Answer: No, as they operate at the Data Link Layer. Often though a switch or a bridge can have an IP address, so that it can be accessed remotely over the Internet. Typically they run a local WWW provision, which shows the statistics of the device.

 

MSN Messenger:

> In V.B. Does data Arrival identify the data has been received over the network?
cnds@napier says: Yes. It's an event, and calls up the winsockname_DataArrival routine. Within there, the event is serviced (such as reading the data from the incoming buffer).

 

MSN Messenger:

> Section 5 questions 26-32. ?!?! haven't a clue how to work them out.
cnds@napier says: Ignore them, as we don't cover that till a later unit.

 

MSN Messenger:

> When calculating the usable subnets and you convert the snm into binary does the counting go left to right in the form of 1 2 4 8 16 ect or 2 4 8 16 ?.
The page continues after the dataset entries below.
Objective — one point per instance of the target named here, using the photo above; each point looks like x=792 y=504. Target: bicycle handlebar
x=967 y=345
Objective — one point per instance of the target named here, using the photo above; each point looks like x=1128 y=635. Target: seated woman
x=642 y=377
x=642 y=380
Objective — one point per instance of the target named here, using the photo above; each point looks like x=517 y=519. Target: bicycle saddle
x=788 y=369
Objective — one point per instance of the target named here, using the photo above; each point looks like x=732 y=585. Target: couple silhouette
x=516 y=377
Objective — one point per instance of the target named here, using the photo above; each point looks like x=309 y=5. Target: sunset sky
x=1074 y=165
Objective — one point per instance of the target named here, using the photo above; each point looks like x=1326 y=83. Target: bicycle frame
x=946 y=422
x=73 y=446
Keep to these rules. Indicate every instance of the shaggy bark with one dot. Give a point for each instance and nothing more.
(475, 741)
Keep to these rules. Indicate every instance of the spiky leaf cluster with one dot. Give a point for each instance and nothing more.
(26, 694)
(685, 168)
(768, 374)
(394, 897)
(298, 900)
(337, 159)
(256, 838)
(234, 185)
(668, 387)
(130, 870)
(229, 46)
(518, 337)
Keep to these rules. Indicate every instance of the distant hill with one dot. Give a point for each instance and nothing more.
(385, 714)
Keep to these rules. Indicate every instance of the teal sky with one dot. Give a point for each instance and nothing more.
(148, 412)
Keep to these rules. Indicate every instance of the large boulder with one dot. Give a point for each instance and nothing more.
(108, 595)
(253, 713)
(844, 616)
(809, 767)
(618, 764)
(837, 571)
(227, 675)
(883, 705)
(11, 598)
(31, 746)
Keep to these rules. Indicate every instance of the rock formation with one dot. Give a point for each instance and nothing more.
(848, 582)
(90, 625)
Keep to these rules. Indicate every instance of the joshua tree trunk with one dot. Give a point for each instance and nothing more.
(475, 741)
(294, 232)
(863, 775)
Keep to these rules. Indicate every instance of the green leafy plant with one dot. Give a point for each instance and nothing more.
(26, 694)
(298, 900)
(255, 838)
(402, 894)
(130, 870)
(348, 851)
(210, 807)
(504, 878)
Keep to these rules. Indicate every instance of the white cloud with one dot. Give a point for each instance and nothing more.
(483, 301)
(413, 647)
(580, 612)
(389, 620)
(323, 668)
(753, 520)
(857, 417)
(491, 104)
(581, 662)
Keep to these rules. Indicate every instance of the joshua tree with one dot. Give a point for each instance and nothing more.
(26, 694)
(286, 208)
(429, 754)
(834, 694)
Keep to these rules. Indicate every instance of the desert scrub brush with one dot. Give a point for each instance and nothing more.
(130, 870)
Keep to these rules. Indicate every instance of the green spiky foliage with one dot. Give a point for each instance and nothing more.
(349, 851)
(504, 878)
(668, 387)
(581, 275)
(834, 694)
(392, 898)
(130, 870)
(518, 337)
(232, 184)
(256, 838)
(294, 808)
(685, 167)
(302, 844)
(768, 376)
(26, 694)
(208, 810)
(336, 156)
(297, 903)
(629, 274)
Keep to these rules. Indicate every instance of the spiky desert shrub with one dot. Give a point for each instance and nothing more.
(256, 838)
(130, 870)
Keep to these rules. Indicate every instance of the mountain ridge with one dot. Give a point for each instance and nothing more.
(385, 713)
cnds@napier says: Start from 2, 4, 8 and so on.

> ok so there aint no 1

cnds@napier says: Nope. For 1 bit there are two cominations, a 0 or a 1. For 2 bits there are four combinations 00, 01, 10 and 11, and so on.

 

Hi Bill, What is the difference between a proxy server and router running NAT. They appear, essentially, to carry out the same task ie allowing a private network to connect to an internet? When would you deploy one rather than the other ?

Answer: NAT does address translations and operates on all the ports, whereas a proxy acts as an intermediate system for a transfer for specific ports.

 

MSN Messenger:

> ... So does that mean that the 3rd usable subnets for 146.176.y.z and a snm of 255.255.252.0 would be 146.176.8.0 because 252 in binary is 11111100 and the first value of 1 is in the value of 8 position?

cnds@napier says: I make it .12.0

cnds@napier says: The first is at .4.0.The next is at 8.0., and the next at 12.0.

> How did you get that?

cnds@napier says: Well. The address mask for the third field is 1111 1100. Thus we assign in sequence for the six bits on the left hand side. So we go: 0000 0100
0000 1000
0000 1100

4th will be:
0001 0000
and so on.

 


Hi Bill, I'm sweating over Q5.17.17 on page 100 of the workbook. \"If nodes connect to a network which has been allocated the address of 130.10.y.z and uses a subnet of 255.255.248.0. What will be the 1st allocatable address for a host on the 3rd subnet?\" I get 130.10.24.1 (Class B) Is this correct?

130.10.y.z
255.255.248.0

gives:
1st
2nd:
3rd:

.1111 1000b.0000 0000b
.0000 1000b.0000 0000b
.0001 0000b.0000 0000b
.0001 1000b.0000 0000b

first address will be:


130.10.0001 1000b.0000 0001b which is 130.10.24.1. So you were correct.

 

MSN Messenger:

> ... what's the answer to 5.17.26?

130.10.y.z with 14 subnets

Subnet mask for Class B is 255.255.0.0

1 bit
2 bits
3 bits
4 bits

2 subnets (0 useable)
4 subnets (2 useable)
8 subnets (6 useable)
16 subnets (8 useable)

Thus the subnet mask needs to borrow 4 bits. It will thus be:

255.255.1111 0000b.0000 0000b

which is 255.255.240

 

On one of the questions in your unit 5 test you ask for the subnet mask for an address with 64 subnets. Your answer is .252 Obviously correct but what i am concerned about is usable subnets. Although your answer does not ask for usable subnets will the actual exam be the same. Are we to watch out for the word usable? If usable is mentioned then we do not worry about "usable"? Because if the question I am reffering to had been usable subnets we would have had to borrow 1 more bit.

In an exam I would always make it clear whether it is total subnets, or usable. If the question was vague, I would accept both answers as correct.